Hence, the need for a practitioner’s guide to the data lake.
The data lake as a concept is easy enough to generally understand, but it gets a little more complicated when talking about what makes a good one – or even how to build one. So most importantly, let’s iron out what exactly a data lake should be.
- A single repository that can handle all enterprise data, both structured and unstructured
In order for a data lake to be effective, it needs to hold all organizational data. From word documents, to email metadata, to transaction data… and everything else in between.
- A single governance platform where data is managed to address any risk concerns
Having a lake is the easy part. The hard part is managing it, and of course mitigating risk and privacy issues. Therefore, making sure your governance provider is capable of handling and protecting the data lake (even at the individual document level) is absolutely essential. Granular access control settings are needed to stop sensitive data from falling into the wrong hands.

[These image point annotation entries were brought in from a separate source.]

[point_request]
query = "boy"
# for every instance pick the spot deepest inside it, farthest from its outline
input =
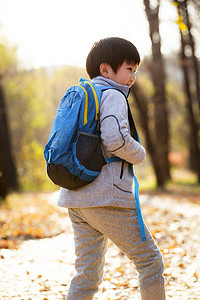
(107, 208)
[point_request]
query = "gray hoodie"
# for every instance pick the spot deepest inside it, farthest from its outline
(114, 185)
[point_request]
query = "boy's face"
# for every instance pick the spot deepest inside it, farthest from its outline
(125, 74)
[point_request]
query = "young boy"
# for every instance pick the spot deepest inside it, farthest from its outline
(107, 207)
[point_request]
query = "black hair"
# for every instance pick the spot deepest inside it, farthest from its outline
(114, 51)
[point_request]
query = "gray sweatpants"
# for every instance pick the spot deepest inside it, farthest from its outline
(92, 228)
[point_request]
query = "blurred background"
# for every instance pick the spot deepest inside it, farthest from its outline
(43, 48)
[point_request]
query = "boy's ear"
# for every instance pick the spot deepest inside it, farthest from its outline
(104, 69)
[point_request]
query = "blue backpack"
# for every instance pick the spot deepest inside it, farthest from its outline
(73, 152)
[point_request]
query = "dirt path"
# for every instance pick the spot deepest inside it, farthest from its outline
(41, 269)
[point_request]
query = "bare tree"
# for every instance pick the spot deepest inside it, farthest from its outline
(8, 175)
(158, 141)
(190, 67)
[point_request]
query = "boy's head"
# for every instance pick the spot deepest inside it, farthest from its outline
(112, 51)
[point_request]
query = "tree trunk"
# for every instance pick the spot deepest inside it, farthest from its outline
(142, 104)
(190, 72)
(8, 175)
(160, 103)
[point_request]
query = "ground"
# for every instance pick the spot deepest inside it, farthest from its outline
(37, 262)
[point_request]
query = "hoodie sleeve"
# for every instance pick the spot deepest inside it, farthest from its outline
(115, 131)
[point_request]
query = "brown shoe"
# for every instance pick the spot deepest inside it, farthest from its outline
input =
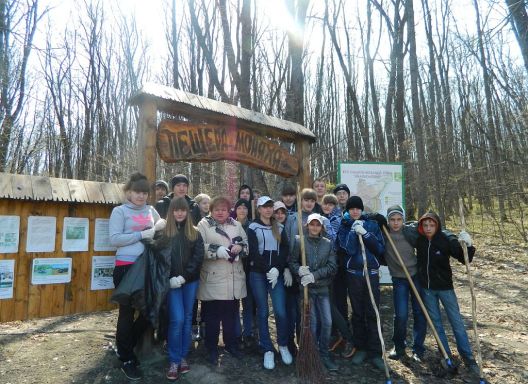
(349, 350)
(336, 343)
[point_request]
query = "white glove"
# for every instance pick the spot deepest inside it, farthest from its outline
(272, 276)
(304, 270)
(464, 236)
(358, 227)
(160, 225)
(288, 278)
(148, 234)
(307, 279)
(180, 279)
(175, 282)
(222, 253)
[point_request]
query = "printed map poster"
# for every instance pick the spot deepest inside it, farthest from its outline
(102, 236)
(41, 234)
(9, 231)
(379, 185)
(51, 271)
(102, 272)
(7, 278)
(75, 234)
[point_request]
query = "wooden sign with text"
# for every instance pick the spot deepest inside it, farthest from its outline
(184, 141)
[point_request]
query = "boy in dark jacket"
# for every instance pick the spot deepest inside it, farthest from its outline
(434, 248)
(318, 272)
(364, 324)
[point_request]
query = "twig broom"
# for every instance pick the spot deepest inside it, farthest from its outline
(473, 298)
(308, 364)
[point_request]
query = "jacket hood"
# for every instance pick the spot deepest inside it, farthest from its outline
(429, 215)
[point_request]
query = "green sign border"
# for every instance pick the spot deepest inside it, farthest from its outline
(375, 162)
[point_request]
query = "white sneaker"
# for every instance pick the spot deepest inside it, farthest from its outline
(269, 360)
(286, 355)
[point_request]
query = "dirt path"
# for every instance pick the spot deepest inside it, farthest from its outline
(75, 349)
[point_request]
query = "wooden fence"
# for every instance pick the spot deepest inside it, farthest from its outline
(26, 196)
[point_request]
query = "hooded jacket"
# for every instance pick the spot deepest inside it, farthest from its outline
(348, 247)
(162, 206)
(434, 268)
(321, 259)
(265, 252)
(186, 256)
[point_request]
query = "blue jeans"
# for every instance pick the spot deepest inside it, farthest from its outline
(321, 320)
(401, 291)
(180, 302)
(432, 299)
(261, 287)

- A duplicate-free and bias-free foundation for analytics
Before being able to glean actionable business insights through analytics, you need a clean data set: a data set that’s free of duplicate content and sampling biases. Without this, all the work that went into creating, maintaining, and managing the data lake is all for naught.
So in the end, the data lake should be an extremely useful data handling approach for any company: an advanced method for storing data and turning it into a valuable resource. However, there’s a catch. A poorly constructed and managed data lake may produce “insights” that are incorrect and misleading. A lake is purposely constructed, controlled, managed, and cleaned.
In reality, the ideal lake is more like a manmade data reservoir, with a monitored flow inwards and a dam for regulating outflow. But that doesn’t have the same fun ring to it, now does it?